The Resolution Foundation estimates that 1.6mn fixed-rate mortgages are due to expire in 2024. File photo
UK households that come to the end of fixed-rate mortgage deals next year face an average £2,900 ($5,959) increase in annual payments, putting Rishi Sunak under pressure to defuse an election-year time bomb.
The estimated increase in payments by the Resolution Foundation think-tank reflects concern that the UK has aworse inflation problem than other countries and that the Bank of England will need to raise interest rates to almost 6 per cent next year, when a general election is expected.
Liberal Democrat leader Sir Ed Davey on Friday called for a targeted £3 billion “mortgage protection fund” for people whose homes would otherwise be repossessed, in a sign of growing political heat on the issue. But the prime minister and his chancellor Jeremy Hunt argue that such a move would be dangerous because it would fuel inflation.
Sunak said on Wednesday that the government’s “number one economic priority” was taming high inflation.
The political row comes after another week of mortgage rate increases by lenders, including NatWest, Nationwide and HSBC, in moves that followed poor official inflation data last month that prompted financial markets to increase their expectations of interest rate rises by the BoE.

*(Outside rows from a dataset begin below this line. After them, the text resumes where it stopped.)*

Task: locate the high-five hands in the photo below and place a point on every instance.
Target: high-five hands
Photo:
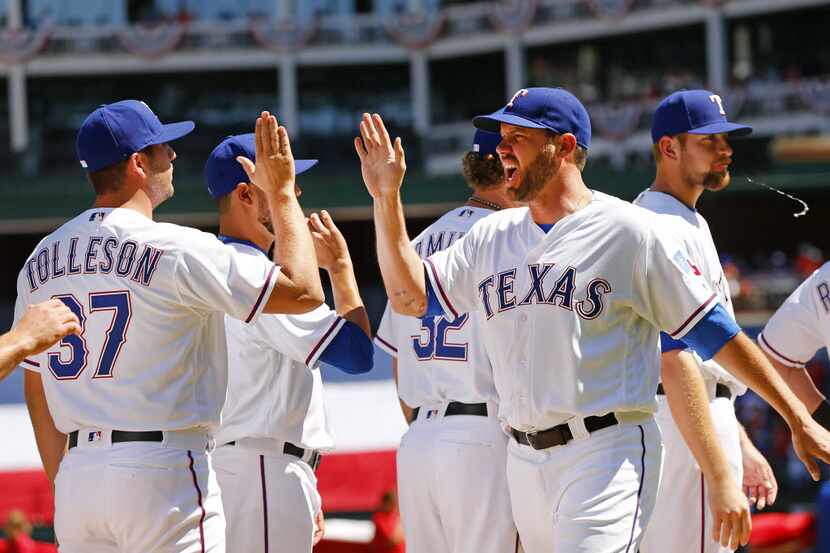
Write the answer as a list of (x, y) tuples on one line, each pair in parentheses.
[(382, 162), (274, 169)]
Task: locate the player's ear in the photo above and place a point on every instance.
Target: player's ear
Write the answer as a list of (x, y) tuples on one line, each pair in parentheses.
[(138, 165), (567, 145), (245, 194)]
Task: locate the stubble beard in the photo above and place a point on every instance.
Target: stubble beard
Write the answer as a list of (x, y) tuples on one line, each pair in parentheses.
[(537, 175)]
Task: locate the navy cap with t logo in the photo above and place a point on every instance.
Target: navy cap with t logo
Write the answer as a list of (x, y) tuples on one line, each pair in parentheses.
[(553, 109), (114, 132), (694, 112), (485, 142), (223, 173)]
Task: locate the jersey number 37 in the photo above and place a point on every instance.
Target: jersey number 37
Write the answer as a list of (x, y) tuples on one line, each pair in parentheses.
[(68, 365)]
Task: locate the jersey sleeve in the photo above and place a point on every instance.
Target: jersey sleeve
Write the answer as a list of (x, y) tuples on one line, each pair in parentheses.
[(211, 276), (302, 337), (668, 288), (386, 338), (451, 274), (32, 362), (793, 334)]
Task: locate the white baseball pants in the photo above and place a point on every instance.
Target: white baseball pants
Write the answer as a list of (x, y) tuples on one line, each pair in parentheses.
[(135, 497), (592, 495), (452, 486), (270, 499), (682, 522)]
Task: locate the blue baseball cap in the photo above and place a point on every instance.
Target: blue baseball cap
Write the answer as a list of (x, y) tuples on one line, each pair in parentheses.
[(554, 109), (114, 132), (223, 173), (485, 142), (694, 112)]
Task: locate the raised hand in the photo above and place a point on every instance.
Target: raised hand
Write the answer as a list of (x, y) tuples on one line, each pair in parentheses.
[(382, 162), (811, 441), (730, 512), (45, 323), (329, 244), (274, 169), (759, 483)]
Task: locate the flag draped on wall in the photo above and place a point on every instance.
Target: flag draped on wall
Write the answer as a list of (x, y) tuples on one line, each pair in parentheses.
[(513, 16), (284, 35), (416, 30), (152, 41), (21, 45)]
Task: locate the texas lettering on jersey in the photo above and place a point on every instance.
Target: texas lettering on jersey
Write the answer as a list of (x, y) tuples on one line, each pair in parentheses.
[(497, 291)]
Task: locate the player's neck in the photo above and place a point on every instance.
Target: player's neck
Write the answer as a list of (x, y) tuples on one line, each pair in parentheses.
[(562, 196), (252, 231), (489, 198), (685, 194)]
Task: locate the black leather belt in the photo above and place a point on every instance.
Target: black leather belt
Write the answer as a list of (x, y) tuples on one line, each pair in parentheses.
[(458, 408), (300, 453), (721, 390), (561, 434), (121, 436)]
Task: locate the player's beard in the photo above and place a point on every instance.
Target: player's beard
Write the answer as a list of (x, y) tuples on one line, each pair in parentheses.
[(710, 180), (716, 180), (537, 175)]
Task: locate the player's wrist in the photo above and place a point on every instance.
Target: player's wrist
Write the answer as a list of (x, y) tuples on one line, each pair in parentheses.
[(822, 414), (18, 344)]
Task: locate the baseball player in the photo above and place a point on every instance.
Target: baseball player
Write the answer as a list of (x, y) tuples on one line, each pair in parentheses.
[(574, 289), (133, 398), (691, 134), (40, 327), (452, 484), (797, 330), (273, 422)]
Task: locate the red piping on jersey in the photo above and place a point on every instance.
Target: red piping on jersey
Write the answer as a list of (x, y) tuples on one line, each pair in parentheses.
[(693, 315), (640, 489), (261, 294), (201, 506), (323, 339), (441, 288), (385, 343), (264, 500), (763, 339)]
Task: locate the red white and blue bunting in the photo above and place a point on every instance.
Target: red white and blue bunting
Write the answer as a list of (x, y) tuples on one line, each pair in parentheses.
[(416, 30), (513, 16), (284, 35), (616, 121), (21, 45), (815, 93), (152, 41), (609, 9)]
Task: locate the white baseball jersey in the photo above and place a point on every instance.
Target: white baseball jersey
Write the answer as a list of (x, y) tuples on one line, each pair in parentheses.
[(572, 315), (801, 326), (440, 359), (151, 298), (274, 385), (691, 230)]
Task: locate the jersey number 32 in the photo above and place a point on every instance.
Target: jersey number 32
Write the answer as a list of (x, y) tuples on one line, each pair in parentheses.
[(436, 345)]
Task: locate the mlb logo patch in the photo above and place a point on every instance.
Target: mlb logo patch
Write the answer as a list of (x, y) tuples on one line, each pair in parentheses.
[(685, 263)]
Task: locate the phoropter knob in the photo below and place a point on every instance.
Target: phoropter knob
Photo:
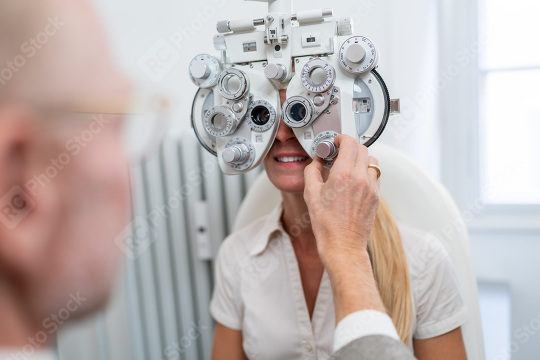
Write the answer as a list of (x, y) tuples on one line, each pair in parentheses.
[(326, 150), (275, 72)]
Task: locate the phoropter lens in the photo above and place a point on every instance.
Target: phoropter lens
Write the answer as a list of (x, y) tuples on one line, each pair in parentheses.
[(260, 115), (298, 112), (219, 122)]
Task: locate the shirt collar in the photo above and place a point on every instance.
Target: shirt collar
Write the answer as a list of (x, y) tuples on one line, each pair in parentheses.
[(271, 226)]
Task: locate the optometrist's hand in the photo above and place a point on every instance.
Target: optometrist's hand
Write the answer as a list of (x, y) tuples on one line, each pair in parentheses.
[(342, 204)]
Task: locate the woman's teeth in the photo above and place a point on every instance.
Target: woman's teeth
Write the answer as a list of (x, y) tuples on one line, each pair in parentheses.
[(291, 158)]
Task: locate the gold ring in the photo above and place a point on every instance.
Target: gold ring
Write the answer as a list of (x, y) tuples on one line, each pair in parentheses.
[(376, 168)]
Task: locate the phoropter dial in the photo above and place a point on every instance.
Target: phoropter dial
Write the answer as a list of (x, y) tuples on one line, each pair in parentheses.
[(204, 71), (358, 55), (239, 153), (324, 147), (220, 121), (233, 84), (318, 76)]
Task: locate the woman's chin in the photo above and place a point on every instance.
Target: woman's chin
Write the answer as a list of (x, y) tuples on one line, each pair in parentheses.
[(290, 183)]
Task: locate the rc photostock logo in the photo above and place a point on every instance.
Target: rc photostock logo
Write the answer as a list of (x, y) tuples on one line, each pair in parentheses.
[(14, 207), (136, 238)]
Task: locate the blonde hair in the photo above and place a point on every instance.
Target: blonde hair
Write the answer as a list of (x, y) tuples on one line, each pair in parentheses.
[(391, 271)]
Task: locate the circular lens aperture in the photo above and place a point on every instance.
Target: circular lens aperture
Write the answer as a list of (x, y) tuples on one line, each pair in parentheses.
[(298, 112), (218, 121), (260, 115)]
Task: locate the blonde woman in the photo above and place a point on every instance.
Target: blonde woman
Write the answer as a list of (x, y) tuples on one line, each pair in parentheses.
[(273, 297)]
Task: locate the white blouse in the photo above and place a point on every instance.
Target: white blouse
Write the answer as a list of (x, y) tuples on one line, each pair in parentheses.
[(259, 290)]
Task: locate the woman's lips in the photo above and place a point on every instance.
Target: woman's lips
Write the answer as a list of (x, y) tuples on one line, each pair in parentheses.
[(290, 159)]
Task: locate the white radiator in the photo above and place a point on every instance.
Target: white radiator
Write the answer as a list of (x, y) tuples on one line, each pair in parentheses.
[(183, 208)]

“It is serious,” said one senior government figure. “That’s why we are fully focused on halving inflation by the end of the year. Inflation is the disease in the economy.”
The BoE is likely to raise interest rates from 4.5 per cent to 4.75 per cent when the Monetary Policy Committee meets on Thursday, although some economists think a larger increase is possible if there is another bad set of inflation figures on Wednesday.
BoE governor Andrew Bailey said on Tuesday that inflation was “taking a lot longer” than hoped to come down, and a central bank survey found that public confidence in its ability to control inflation had fallen to its lowest level since records began. In a report, the Resolution Foundation estimated that 1.6mn fixed-rate mortgages are due to expire in 2024.
Simon Pittaway, author of the think-tank’s report, said households remortgaging in 2024 faced the largest increase in annual payments, because it was likely to be the year of peak interest rates, and most borrowers would have previously enjoyed cheap deals.
Although the average annual increase in payments next year is estimated to be £2,900, younger families with larger debts could experience significantly greater rises.
The Resolution Foundation estimated that the average rate on a two-year fixed mortgage will increase to 6.25 per cent this year, and will not fall under 4.5 per cent until the end of 2027.
“The latest moves in market interest rates suggest that a dire outlook for UK mortgagors just got worse,” Pittaway said. “If rates move in line with expectations, UK families are set to face a prolonged and historic mortgage crunch.”
Once almost all mortgage borrowers move on to more expensive mortgage products, the Resolution Foundation estimated that they would collectively be paying £15.8b more each year to service their debts than in 2021, when the BoE started to raise interest rates in response to inflation.
Labour has claimed that homeowners are paying a “Tory mortgage premium”.
Liam Byrne, former Labour Treasury minister, said: “The single most decisive piece of literature that comes through a voter’s letterbox between now and the election will be their mortgage statement.”